Story by Lee Hwee Cheng. Pictures by Leslie Tan
Dana Choo, 8, of MGS heading towards towards the finish line. She was competing in her first ever biathlon, a 200m swim in the open sea and a 1km run. She finished the swim in 4 min 44 sec and the run in 7 min 58 sec for a total time of 12 min 41 sec. (Photo © Les Tan/Red Sports)
East Coast Park, Saturday, April 21, 2007 — The Red Sports Crew decided to work overtime on the weekend at the Inter-Collegiate and Schools Biathlon Challenge last week. For once, we had the chance to tog out in shorts and flip-flops for work, catch a tan ourselves at the beach with the lithe-limbed, brown-skinned biathletes some of whom were as young as seven-years-old. We also had the enthusiastic company of Victoria Cambell, Singapore’s fastest woman triathlete, who gladly gave us her precious Saturday afternoon to grace our first-ever RedSportsTV episode with a guest athlete (Ed: Coming up soon! Watch out for it on this space!). Suddenly, "working overtime" didn’t sound as bad as it is usually made out to be.
We got down to East Coast Park, all lively and excited to be greeted by a motley crowd of fussing parents running around with video cameras in hand, frenzied little kids being ushered around by equally, if not more, frenzied adults, unruffled older kids lounging around with their MP3s in their pre-race mode, and the ever-stressed-out race officials dashing from station to station, shouting into their walkie-talkies. The booming music over the speakers and the spontaneous chatter of Justin, the M.C. of the event, only set the whole affair abuzz, making it look more like a funfair than anything else. The only things missing were a couple of hotdogs and some lemonade.

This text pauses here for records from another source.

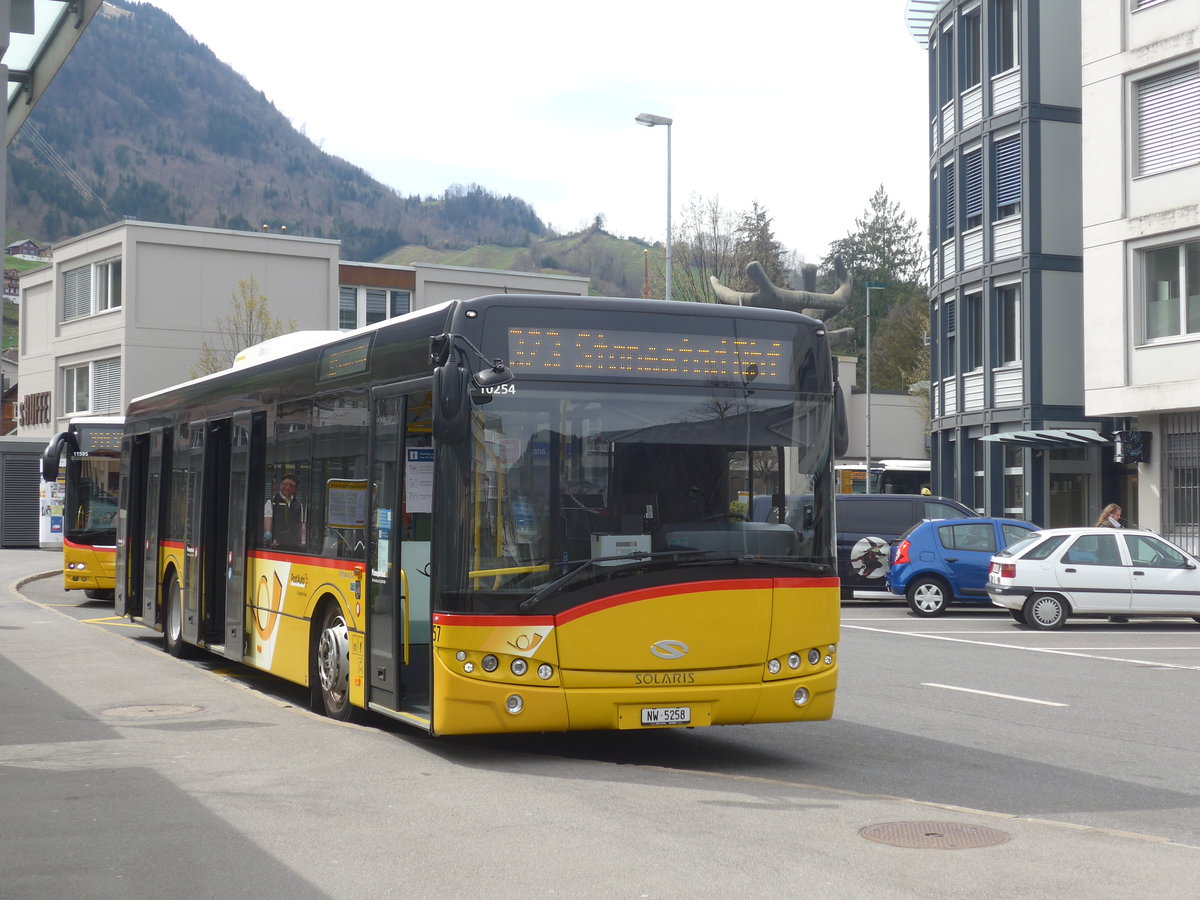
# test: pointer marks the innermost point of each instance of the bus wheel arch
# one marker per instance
(172, 616)
(329, 667)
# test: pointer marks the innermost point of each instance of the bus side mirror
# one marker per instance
(840, 424)
(451, 413)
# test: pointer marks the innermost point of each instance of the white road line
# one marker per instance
(1019, 647)
(993, 694)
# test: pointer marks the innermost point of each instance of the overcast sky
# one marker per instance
(805, 107)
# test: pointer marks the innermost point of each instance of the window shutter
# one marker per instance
(107, 385)
(347, 307)
(948, 198)
(972, 166)
(1008, 171)
(77, 293)
(1169, 120)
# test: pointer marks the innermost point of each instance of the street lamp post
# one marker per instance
(649, 120)
(870, 286)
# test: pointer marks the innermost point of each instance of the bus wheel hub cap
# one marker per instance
(334, 657)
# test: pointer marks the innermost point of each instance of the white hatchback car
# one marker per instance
(1093, 571)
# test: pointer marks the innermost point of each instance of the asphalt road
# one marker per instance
(125, 772)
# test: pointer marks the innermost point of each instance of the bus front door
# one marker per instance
(399, 623)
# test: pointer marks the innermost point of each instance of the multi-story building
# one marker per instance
(1008, 431)
(1141, 244)
(125, 310)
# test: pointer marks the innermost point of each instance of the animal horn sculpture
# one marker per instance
(809, 303)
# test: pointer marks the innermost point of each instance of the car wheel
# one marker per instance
(928, 597)
(1045, 611)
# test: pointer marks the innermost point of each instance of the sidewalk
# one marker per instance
(19, 565)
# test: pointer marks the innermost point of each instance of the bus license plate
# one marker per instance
(666, 715)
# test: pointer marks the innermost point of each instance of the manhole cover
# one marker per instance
(154, 711)
(934, 835)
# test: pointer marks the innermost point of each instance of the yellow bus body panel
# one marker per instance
(605, 671)
(87, 568)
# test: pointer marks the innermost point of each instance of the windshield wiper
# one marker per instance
(786, 562)
(582, 565)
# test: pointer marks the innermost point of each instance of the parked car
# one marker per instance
(867, 527)
(1093, 571)
(935, 563)
(869, 523)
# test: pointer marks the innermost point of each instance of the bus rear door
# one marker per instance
(399, 625)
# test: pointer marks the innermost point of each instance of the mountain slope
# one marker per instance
(145, 121)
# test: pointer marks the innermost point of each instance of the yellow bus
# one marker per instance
(510, 514)
(85, 460)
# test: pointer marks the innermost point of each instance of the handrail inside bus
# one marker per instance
(406, 605)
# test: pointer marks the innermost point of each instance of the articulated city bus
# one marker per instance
(90, 449)
(515, 513)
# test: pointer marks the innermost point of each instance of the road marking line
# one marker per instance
(1053, 652)
(993, 694)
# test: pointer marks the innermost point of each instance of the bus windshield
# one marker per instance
(619, 480)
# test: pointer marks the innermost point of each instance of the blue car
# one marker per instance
(935, 563)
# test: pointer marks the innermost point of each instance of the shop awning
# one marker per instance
(1051, 437)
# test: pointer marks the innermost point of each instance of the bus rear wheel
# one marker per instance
(331, 665)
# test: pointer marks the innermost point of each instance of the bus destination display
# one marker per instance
(611, 353)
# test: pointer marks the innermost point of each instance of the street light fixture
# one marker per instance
(649, 120)
(870, 286)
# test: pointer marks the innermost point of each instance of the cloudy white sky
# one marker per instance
(805, 107)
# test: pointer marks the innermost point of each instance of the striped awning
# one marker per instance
(918, 15)
(1051, 437)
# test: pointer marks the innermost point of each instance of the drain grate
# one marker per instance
(934, 835)
(153, 711)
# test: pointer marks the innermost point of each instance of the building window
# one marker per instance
(93, 388)
(975, 322)
(108, 285)
(1167, 270)
(946, 67)
(1008, 303)
(1008, 177)
(1014, 481)
(91, 288)
(970, 35)
(347, 309)
(1168, 120)
(949, 364)
(948, 201)
(979, 451)
(972, 189)
(360, 306)
(1005, 28)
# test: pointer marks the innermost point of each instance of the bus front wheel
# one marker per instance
(173, 619)
(331, 665)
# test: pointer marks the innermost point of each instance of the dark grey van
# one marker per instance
(867, 526)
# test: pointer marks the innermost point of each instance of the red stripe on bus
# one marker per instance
(633, 597)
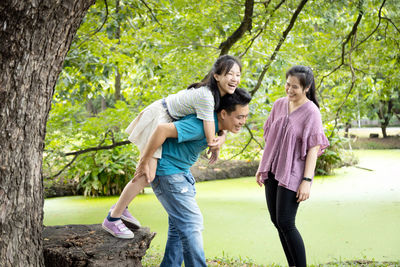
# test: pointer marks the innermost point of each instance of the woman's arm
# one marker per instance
(303, 193)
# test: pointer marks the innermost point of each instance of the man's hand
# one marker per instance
(259, 179)
(214, 155)
(214, 149)
(303, 193)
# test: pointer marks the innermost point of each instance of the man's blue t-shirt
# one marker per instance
(179, 154)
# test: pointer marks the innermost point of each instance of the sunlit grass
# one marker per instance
(340, 223)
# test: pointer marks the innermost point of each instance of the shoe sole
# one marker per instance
(129, 223)
(117, 236)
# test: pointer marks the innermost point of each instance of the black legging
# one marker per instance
(282, 205)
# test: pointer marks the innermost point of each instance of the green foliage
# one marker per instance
(161, 47)
(100, 172)
(333, 156)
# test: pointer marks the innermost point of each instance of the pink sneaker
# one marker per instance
(127, 217)
(117, 229)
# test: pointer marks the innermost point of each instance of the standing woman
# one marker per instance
(294, 138)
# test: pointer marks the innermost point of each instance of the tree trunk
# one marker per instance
(35, 37)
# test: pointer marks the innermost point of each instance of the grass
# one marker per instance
(360, 138)
(353, 214)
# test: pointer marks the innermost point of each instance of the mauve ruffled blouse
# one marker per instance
(288, 137)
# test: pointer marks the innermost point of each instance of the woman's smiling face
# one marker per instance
(229, 81)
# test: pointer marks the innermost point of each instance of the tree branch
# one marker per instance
(246, 25)
(248, 142)
(349, 36)
(262, 28)
(98, 29)
(352, 35)
(97, 148)
(151, 12)
(281, 41)
(90, 149)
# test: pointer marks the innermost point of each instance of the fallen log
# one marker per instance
(90, 245)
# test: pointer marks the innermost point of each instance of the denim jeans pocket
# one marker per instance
(179, 183)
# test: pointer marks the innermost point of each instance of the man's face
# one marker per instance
(234, 121)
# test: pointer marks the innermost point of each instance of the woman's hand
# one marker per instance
(303, 193)
(259, 179)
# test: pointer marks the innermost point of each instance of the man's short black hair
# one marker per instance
(229, 101)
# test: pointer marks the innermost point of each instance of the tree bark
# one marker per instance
(35, 37)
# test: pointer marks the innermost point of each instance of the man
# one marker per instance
(182, 141)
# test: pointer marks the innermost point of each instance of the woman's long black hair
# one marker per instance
(306, 79)
(221, 66)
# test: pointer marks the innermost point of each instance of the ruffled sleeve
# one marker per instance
(268, 123)
(314, 135)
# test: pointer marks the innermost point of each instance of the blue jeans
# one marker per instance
(176, 193)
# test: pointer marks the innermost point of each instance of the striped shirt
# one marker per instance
(199, 101)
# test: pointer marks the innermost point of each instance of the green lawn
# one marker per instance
(352, 215)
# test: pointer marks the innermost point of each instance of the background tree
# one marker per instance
(35, 37)
(163, 46)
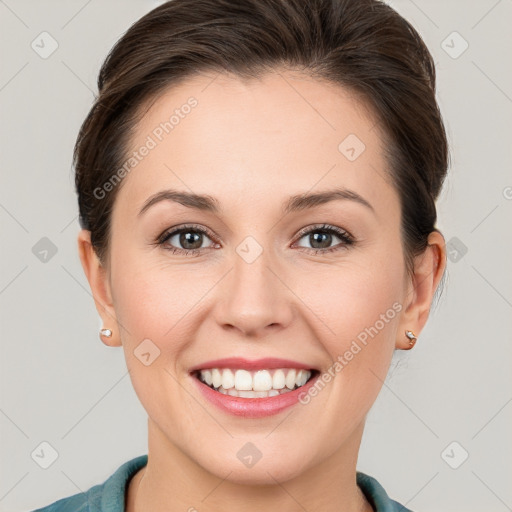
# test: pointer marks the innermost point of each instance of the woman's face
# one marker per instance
(252, 285)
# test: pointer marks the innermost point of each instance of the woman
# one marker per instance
(257, 184)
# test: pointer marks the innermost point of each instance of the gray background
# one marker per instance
(61, 385)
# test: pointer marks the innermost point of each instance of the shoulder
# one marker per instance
(108, 496)
(377, 496)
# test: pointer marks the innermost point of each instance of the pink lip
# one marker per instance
(245, 364)
(254, 407)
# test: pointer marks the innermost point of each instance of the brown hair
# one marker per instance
(363, 45)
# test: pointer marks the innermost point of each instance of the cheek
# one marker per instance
(356, 309)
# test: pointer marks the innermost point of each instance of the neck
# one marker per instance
(171, 481)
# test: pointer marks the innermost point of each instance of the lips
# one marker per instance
(253, 388)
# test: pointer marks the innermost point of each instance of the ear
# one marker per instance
(100, 286)
(429, 268)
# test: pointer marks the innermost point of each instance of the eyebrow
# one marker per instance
(299, 202)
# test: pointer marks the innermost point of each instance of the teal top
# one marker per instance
(110, 495)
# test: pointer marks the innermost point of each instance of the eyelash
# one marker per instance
(347, 239)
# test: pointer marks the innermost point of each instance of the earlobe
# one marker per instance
(428, 271)
(97, 277)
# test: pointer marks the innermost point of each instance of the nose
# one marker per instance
(254, 299)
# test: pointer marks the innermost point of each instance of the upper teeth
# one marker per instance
(259, 380)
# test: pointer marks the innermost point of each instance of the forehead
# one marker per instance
(237, 139)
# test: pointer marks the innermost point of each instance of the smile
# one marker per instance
(254, 383)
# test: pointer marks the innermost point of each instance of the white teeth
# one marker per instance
(290, 379)
(216, 378)
(301, 378)
(262, 381)
(254, 384)
(228, 379)
(243, 380)
(278, 380)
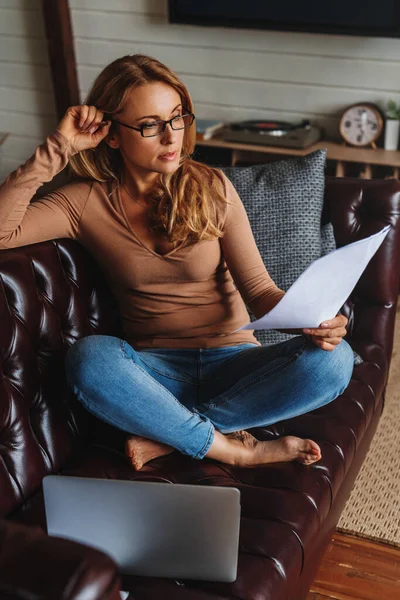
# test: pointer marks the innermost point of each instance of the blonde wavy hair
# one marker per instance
(187, 204)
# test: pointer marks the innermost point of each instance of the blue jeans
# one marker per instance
(180, 396)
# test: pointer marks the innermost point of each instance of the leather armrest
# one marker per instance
(36, 566)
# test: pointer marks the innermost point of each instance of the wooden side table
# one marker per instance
(365, 163)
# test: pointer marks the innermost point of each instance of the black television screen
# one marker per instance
(356, 17)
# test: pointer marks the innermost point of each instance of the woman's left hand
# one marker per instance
(329, 334)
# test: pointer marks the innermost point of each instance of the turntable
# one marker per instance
(273, 133)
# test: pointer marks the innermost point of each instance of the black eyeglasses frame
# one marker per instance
(165, 123)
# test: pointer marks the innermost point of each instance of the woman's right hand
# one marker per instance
(83, 126)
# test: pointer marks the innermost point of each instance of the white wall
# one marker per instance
(27, 108)
(236, 74)
(232, 74)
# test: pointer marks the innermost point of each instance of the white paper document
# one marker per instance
(323, 288)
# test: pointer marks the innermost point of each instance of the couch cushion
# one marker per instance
(284, 202)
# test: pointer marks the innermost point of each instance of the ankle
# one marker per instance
(227, 450)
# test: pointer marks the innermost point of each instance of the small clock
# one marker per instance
(361, 124)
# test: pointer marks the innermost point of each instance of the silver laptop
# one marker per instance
(149, 528)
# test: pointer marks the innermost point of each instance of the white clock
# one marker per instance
(361, 124)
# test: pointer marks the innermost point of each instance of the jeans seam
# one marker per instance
(262, 377)
(151, 367)
(206, 446)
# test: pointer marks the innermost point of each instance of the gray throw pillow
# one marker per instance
(284, 201)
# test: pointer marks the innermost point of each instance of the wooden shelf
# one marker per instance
(342, 155)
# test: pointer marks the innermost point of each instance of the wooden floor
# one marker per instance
(357, 569)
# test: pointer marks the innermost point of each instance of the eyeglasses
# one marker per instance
(158, 127)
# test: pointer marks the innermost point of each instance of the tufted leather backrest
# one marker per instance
(358, 208)
(53, 293)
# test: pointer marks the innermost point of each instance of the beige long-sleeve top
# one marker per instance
(191, 297)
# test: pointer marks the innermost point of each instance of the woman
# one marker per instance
(176, 247)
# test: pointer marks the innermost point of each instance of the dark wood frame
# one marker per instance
(60, 44)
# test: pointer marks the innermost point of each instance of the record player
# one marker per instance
(273, 133)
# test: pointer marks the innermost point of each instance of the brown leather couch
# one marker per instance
(51, 295)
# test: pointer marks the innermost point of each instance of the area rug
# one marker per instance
(373, 509)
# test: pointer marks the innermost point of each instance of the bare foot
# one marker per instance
(245, 450)
(141, 450)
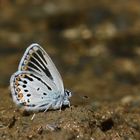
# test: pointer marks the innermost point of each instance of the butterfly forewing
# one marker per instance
(36, 60)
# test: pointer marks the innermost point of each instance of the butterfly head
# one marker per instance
(67, 93)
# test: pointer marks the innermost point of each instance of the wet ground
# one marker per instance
(96, 48)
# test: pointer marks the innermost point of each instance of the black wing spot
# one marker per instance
(28, 95)
(44, 93)
(28, 101)
(26, 90)
(25, 82)
(40, 53)
(42, 63)
(49, 87)
(24, 86)
(28, 77)
(41, 81)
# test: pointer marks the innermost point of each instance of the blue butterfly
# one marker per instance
(37, 85)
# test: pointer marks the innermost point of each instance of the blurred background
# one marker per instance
(94, 44)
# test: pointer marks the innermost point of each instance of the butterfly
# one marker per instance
(37, 84)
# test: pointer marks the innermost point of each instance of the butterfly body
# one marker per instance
(37, 85)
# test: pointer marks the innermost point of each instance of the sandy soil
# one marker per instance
(96, 47)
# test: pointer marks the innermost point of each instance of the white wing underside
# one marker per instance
(33, 48)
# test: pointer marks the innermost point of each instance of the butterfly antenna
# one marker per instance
(33, 116)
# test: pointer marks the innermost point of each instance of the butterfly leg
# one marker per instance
(48, 106)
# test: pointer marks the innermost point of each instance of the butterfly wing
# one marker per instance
(31, 90)
(36, 60)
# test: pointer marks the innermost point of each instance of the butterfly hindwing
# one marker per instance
(30, 90)
(36, 60)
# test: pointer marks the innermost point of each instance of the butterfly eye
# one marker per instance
(25, 62)
(24, 68)
(18, 90)
(20, 95)
(28, 57)
(30, 51)
(22, 75)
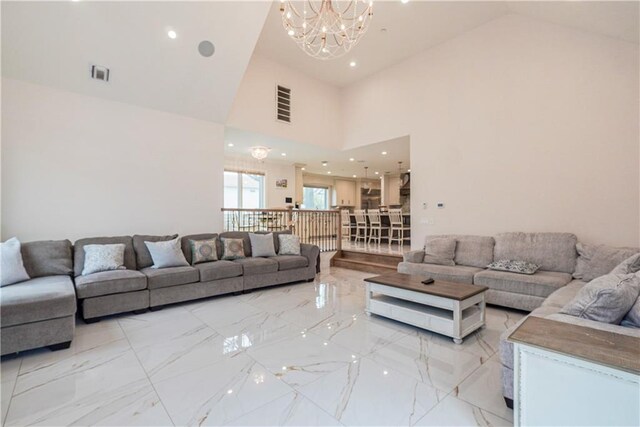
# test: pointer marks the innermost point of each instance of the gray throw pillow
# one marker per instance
(203, 251)
(605, 299)
(521, 267)
(166, 254)
(289, 244)
(13, 270)
(103, 258)
(598, 260)
(262, 245)
(440, 251)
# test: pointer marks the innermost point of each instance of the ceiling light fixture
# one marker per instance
(259, 152)
(326, 29)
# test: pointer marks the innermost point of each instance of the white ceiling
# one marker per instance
(312, 156)
(55, 43)
(418, 25)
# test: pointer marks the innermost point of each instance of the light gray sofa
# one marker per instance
(554, 252)
(41, 311)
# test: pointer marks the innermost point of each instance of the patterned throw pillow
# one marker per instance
(522, 267)
(203, 251)
(232, 248)
(289, 244)
(103, 258)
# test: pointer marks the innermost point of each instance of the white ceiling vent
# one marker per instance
(283, 104)
(99, 72)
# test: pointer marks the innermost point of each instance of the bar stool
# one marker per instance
(345, 223)
(397, 226)
(375, 225)
(361, 225)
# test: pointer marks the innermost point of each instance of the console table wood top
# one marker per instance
(602, 347)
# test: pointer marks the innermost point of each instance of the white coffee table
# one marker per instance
(448, 308)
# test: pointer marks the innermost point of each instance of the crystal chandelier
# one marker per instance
(259, 152)
(326, 29)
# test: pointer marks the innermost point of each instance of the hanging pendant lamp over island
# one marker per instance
(326, 29)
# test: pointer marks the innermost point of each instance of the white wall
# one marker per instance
(518, 125)
(315, 118)
(76, 166)
(273, 171)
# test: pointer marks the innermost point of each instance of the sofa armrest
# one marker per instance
(414, 256)
(312, 253)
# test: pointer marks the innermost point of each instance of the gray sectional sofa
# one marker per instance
(41, 311)
(562, 274)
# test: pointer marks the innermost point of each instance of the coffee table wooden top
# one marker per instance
(451, 290)
(602, 347)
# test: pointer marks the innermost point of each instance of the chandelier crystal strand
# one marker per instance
(326, 29)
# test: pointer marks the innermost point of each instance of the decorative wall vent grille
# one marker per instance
(283, 104)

We got a little held up by the frantic search for precious parking space, but still we made it to the beach in time for the flag-off of the first races of the afternoon – the Junior ‘C’ Boys and Girls (Under-8), followed by the Junior ‘B’ Boys and Girls (Under-10). The Red Crew, with our own video-camera in hand, had to squeeze through the crowd to the front to get a good view of the kids lined up at the starting line; somehow we seemed to blend in with the throngs of mothers beaming with pride and shoving their cameras towards the kids, except that none of those kids belonged to us. Looking at the nervous and worried faces of those participants barely half our heights, we wondered what they might be thinking as they faced the choppy waters ahead. A 200m-swim and 1km-run race would probably sound daunting to me as well, if I were a seven-year-old.
Next to be flagged off were the Junior ‘A’ Boys and Girls (Under-12) whose race consisted of a 200m-swim and a 2km-run. The transition stage for the Junior races was probably that part of the afternoon that delighted the Red Sports Crew the most. Kids who zig-zagged out of the water as they made their way along the red carpet to the transition area. Kids who looked like they were still in a daze as they looked all around for their shoes. Kids who looked like they were about to cry as they got lost amidst the hundreds of instructions coming in from beyond the barricades. Kids who sat down and wore their socks and tied their laces like they were on their leisure way to school. One smart kid brought along a tiny foldable stool.
Next up were the Senior ‘C’ Boys and Girls (Under-14) and the Senior ‘B’ Boys and Girls (Under-16) waves, followed by the Junior College ‘A’ Boys and Girls (Under-18) and the Tertiary Men and Women divisions, all of whom had to tackle a 800m-swim and a 5km-run route. Many of these participants, as we found out from Vicky our guest athlete, were already race-veterans in their own right, having had open-category experience in major local or international triathlons. That very last statement does sound very impressive on a fifteen-year-old’s sporting resume, doesn’t it?
These well-trained and experienced participants, some of whom are in fact National Youth Triathletes, probably wanted to gain more open-sea experience and to better their individual race timings. But more importantly, they brought along their schoolmates, some of whom would otherwise never have had the impetus to participate in a biathlon. We bumped into Team NYP, who divulged that they were just a bunch of friends who played different sports in school but came together for the first time as a team to participate in their first biathlon race. We like that attitude, and that spirit. Way to go, dudes!
The Red Sports Crew have never seen a busier prize-giving ceremony at any other biathlon or triathlon event than we did that afternoon: little boys and girls, some still in their tiny tri-suits, standing on the podium, raising their trophies high up in the air, as Mommy and Daddy started snapping away at their cameras.
Congratulations to all the winners of the day, and the Red Sports Crew look forward to seeing you again next year!